Creating an AUP that’s simple enough to understand but strong enough to protect your network can be a delicate balance.
Alexandra ShimallaAlexandra Shimalla is a freelance journalist and higher education writer.
Listen PauseEveryone has encountered plenty of fine print, whether they’re registering a new product or creating a new account.
For higher education institutions, the fine print has another name: an acceptable use policy. While often overlooked, AUPs ensure the protection of data, critical and sensitive information, institutional assets, and the online security of faculty, staff and students.
An AUP is “a document that sets guidelines for how the network is used,” explains Molly Maley-Gaik, CIO at St. Xavier University in Chicago. Simply put, AUPs define how an institution’s assets should be used.
At St. Xavier, Maley-Gaik says email has an important AUP. No sensitive information is allowed to be sent by email; students should be directed to a safe and secure portal to view tuition bills and scholarship information, for example.
Alternatively, AUPs can be explained as what they aren’t, says Matthew Hall, vice president for information technology and CIO at the University of Central Florida. For example, professors aren’t allowed to run a personal business from their work laptops.
Although there aren’t necessarily different types of AUPs, the policies are often adjusted to fit different technologies, platforms and processes. For example, a college’s AUP for file sharing, copyright or mass email use might differ from the strict rules of the Family Educational Rights and Privacy Act.
Common acceptable use policy statements contain “expectations for use, respect for data, equipment, email information, password and security information, acceptable and unacceptable behaviors, and violations for noncompliance,” Maley-Gaik says.
AUPs may include language about administrative standards, political regulation or behavioral regulation, explains Hall.
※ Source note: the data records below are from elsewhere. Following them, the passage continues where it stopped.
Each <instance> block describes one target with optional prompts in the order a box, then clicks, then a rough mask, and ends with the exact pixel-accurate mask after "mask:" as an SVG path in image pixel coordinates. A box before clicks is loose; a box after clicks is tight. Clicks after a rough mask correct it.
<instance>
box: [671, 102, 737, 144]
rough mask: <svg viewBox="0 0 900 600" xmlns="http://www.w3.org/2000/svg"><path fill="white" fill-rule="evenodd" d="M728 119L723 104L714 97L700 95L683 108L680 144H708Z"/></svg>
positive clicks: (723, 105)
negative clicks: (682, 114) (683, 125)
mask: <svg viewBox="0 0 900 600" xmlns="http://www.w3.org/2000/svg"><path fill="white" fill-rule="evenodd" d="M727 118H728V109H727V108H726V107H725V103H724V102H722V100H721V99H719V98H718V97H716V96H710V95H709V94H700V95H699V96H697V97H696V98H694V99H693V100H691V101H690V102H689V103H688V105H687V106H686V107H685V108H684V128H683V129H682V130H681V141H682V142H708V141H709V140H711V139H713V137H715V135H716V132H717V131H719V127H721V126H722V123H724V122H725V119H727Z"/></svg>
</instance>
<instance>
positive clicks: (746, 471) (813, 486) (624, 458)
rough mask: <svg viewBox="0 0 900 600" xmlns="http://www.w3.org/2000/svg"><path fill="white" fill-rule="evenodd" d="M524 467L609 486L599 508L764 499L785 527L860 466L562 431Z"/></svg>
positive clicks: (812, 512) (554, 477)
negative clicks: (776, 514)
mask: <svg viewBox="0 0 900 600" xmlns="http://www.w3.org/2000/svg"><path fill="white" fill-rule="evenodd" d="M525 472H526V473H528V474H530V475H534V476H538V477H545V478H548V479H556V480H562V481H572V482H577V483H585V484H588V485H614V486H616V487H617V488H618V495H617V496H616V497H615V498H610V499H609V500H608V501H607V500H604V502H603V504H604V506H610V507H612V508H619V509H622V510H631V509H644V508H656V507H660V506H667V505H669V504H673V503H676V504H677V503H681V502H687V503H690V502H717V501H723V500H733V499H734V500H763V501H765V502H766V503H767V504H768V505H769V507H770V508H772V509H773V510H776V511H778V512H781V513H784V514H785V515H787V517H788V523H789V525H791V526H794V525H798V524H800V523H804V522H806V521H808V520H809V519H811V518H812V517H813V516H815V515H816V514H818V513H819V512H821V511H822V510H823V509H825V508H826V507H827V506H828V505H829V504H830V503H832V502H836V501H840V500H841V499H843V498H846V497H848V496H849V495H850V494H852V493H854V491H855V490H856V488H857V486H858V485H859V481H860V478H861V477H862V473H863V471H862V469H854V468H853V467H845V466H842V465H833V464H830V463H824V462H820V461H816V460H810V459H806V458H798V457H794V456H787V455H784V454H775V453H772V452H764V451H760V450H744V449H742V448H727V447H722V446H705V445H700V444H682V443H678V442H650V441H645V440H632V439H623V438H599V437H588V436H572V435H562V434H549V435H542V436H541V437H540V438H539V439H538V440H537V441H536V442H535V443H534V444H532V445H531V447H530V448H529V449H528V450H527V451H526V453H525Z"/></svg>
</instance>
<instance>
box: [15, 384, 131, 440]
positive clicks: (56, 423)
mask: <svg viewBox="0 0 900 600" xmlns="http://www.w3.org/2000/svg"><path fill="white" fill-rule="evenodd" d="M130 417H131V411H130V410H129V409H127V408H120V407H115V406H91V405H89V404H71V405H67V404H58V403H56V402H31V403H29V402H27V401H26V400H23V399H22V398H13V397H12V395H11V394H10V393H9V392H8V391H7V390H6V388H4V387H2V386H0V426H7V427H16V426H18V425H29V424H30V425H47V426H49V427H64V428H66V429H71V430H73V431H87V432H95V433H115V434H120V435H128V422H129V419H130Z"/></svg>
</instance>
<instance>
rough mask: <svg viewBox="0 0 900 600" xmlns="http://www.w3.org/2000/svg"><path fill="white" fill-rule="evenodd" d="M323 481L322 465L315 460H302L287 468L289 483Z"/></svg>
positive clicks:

Institutions might not want certain types of speech to proliferate on their networks; those stipulations would be in relevant AUPs.
“You can create many different variants of the acceptable use policy, but really the spirit of the policy and why we have them, especially in the public sector, is to maximize the investment on behalf of the mission you’re trying to attain,” Hall says. “We need to have our investments aligned to what is focused on our students and faculty, learning and teaching, our research and our mission.”
Hall recommends minimum enforcement and policy constructs: “Complexity is the enemy.”
He encourages schools to reduce the social, policy, regulatory and technical deployment complexity. “It’ll make for a happier community,” he says.
Universities and colleges are dedicated to furthering the minds, careers and research of their students and faculty. These are places of inspiration, ideation and innovation. If a policy hinders that, then it’s time to update.
As threats arise or as social norms change, you have to adapt your policies.”Matthew Hall Vice President for Information Technology and CIO, University of Central Florida
Acceptable use policies are ever-changing. Consider how much technology has changed in the past few years alone, particularly the proliferation of online learning. Once upon a time, email was taboo. As new technology arises, the way faculty, students and staff interact with those tools changes as well. Administrations must amend their policies in turn.
At the same time, some policies can become antiquated. Fax machines aren’t as popular as sending scanned documents via email or portal.
Security is also a major concern for higher education, including national security issues regarding certain social media platforms that are currently being discussed. If those vulnerabilities exist, institutions might have back doors into their networks and data.
“As threats arise or as social norms change, you have to adapt your policies,” says Hall, who monitors UCF’s network for vulnerabilities and security events.
Sometimes machines or software must be removed from the network because of their vulnerability to attack, explains Hall. “I have an obligation to monitor our devices, and as a matter of policy, I have an obligation to take them off the network if they don’t meet our minimum standards,” he says.
However, AUPs can be amended to be more expansive. “Personal and professional lives have been conjoined,” Hall explains. “Imagine if you couldn’t use a corporate asset to look up the number of a plumber during an emergency.”
As long as the incidental use isn’t abusive, people aren’t misusing the technology or slacking, says Hall.
He also likes to think of these changes as removing the barriers for faculty and students to collaborate and advance their fields. If students want to use a cloud-based solution such as Microsoft Teams to collaborate on a project, but they’re hindered by bureaucratic forms and a lengthy approval process, the opportunity to learn is lost.
“We need to make sure that the assets we manage are used fully and maximally on behalf of the people we serve, whether it’s the faculty, students or administration. We buy these assets not for people to host their website or play games; we buy them to further the mission of the university,” Hall explains. “It’s our job as IT management to make sure these assets are used fully to that purpose.”